KR: Some research has shown that in neighbourhoods that have very low tree coverage, you have this great heat island effect. Kids are sitting in schools where they are sweltering, and research has shown that with every degree increase in temperature, the child’s ability to learn and to retain goes down. So, there’s a very direct connection between who lives in neighbourhoods that do have the shade of trees, and how the kids from low-income neighbourhoods that do not have the shade can’t learn in school.

You’ve got a direct connection between the ecology of place and the social injustice of opportunity, with children not being able to transform their future. For me, it so strongly connects.

JB: That’s right. And the asthma rates! It’s the greenest parts of cities that are the richest or have the highest real estate value. We learned it during the pandemic. How many people had to walk around their block and began to notice what they didn’t have, and what they did have? There’s huge inequality. I see this as a big environmental justice piece.

KR: Yes. What do you see as the role of art: in words, in image, in all forms of art?
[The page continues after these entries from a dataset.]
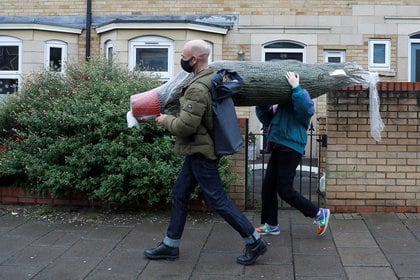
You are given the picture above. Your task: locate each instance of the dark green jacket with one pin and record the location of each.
(191, 127)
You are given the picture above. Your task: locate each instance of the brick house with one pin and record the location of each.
(382, 36)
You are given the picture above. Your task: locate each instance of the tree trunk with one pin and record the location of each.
(265, 82)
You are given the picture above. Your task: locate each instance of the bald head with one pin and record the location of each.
(198, 48)
(196, 53)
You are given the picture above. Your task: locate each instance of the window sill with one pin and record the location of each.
(384, 73)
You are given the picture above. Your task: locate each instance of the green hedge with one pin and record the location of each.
(68, 134)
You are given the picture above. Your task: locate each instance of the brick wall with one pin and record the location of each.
(182, 7)
(367, 176)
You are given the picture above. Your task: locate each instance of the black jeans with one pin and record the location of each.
(278, 179)
(203, 171)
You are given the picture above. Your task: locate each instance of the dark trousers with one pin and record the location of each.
(278, 179)
(198, 170)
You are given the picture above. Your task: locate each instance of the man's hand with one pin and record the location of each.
(292, 79)
(160, 119)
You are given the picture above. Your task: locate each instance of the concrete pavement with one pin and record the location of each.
(356, 246)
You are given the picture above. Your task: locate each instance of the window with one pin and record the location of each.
(55, 56)
(283, 50)
(109, 50)
(10, 65)
(334, 56)
(379, 54)
(152, 55)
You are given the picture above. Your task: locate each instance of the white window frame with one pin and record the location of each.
(109, 45)
(14, 74)
(380, 66)
(410, 42)
(334, 54)
(152, 42)
(284, 50)
(55, 44)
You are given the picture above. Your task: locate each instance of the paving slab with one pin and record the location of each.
(356, 246)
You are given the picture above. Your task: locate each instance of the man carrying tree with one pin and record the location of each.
(193, 140)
How can art be part of helping us?

JB: It’s a huge part of it. What the world needs now, in addition to love, is a vision of a world that works. We are all, as Joanna Macy says, a part of the great unravelling, and we know we are. I think that looseness that we have right now, it’s like when an ecosystem collapses from a fire, or whatever. All of those nutrients become available. There’s a looseness now. The great resignation, the fact that we’ve had a pandemic and realised, “Oh, we can do something very, very different here.” Right? We are primed for the next reorganisation, into the world we actually want. And art can give us a glimpse of that world.

Kate Raworth (sounds like ‘Ray-worth’) is a renegade economist focused on making economics fit for 21st century realities. She is the creator of the Doughnut of social and planetary boundaries, and co-founder of Doughnut Economics Action Lab. Her internationally best-selling book Doughnut Economics: seven ways to think like a 21st century economist has been translated into over 20 languages and has been widely influential with diverse audiences, from the UN General Assembly to Pope Francis to Extinction Rebellion. Kate is a Senior Associate at Oxford University’s Environmental Change Institute, where she teaches on the Masters in Environmental Change and Management. She is also Professor of Practice at Amsterdam University of Applied Sciences.

Janine Benyus is a biologist, author, innovation consultant, and self-proclaimed ‘nature nerd.’ She popularised the term in her 1997 book Biomimicry: Innovation Inspired by Nature, in which she identifies an emerging discipline that emulates nature’s designs and processes to create a healthier, more sustainable planet. Since the book’s release, Janine has evolved the practice of biomimicry, speaking around the world about what we can learn from the genius that surrounds us. In 1998, Janine co-founded the world’s first bio-inspired consultancy, Biomimicry 3.8 (formerly the Biomimicry Guild), and in 2006, she and Bryony Schwan co-founded the Biomimicry Institute, a non-profit dedicated to making biology a natural part of the design process. The Institute hosts annual global biomimicry design challenges on massive sustainability problems, mobilising tens of thousands of students and practitioners and providing them with the world’s most comprehensive biomimicry inspiration database, AskNature, to use as a starting place.

What the world needs now, in addition to love, is a vision of a world that works. Art can give us a glimpse of that world.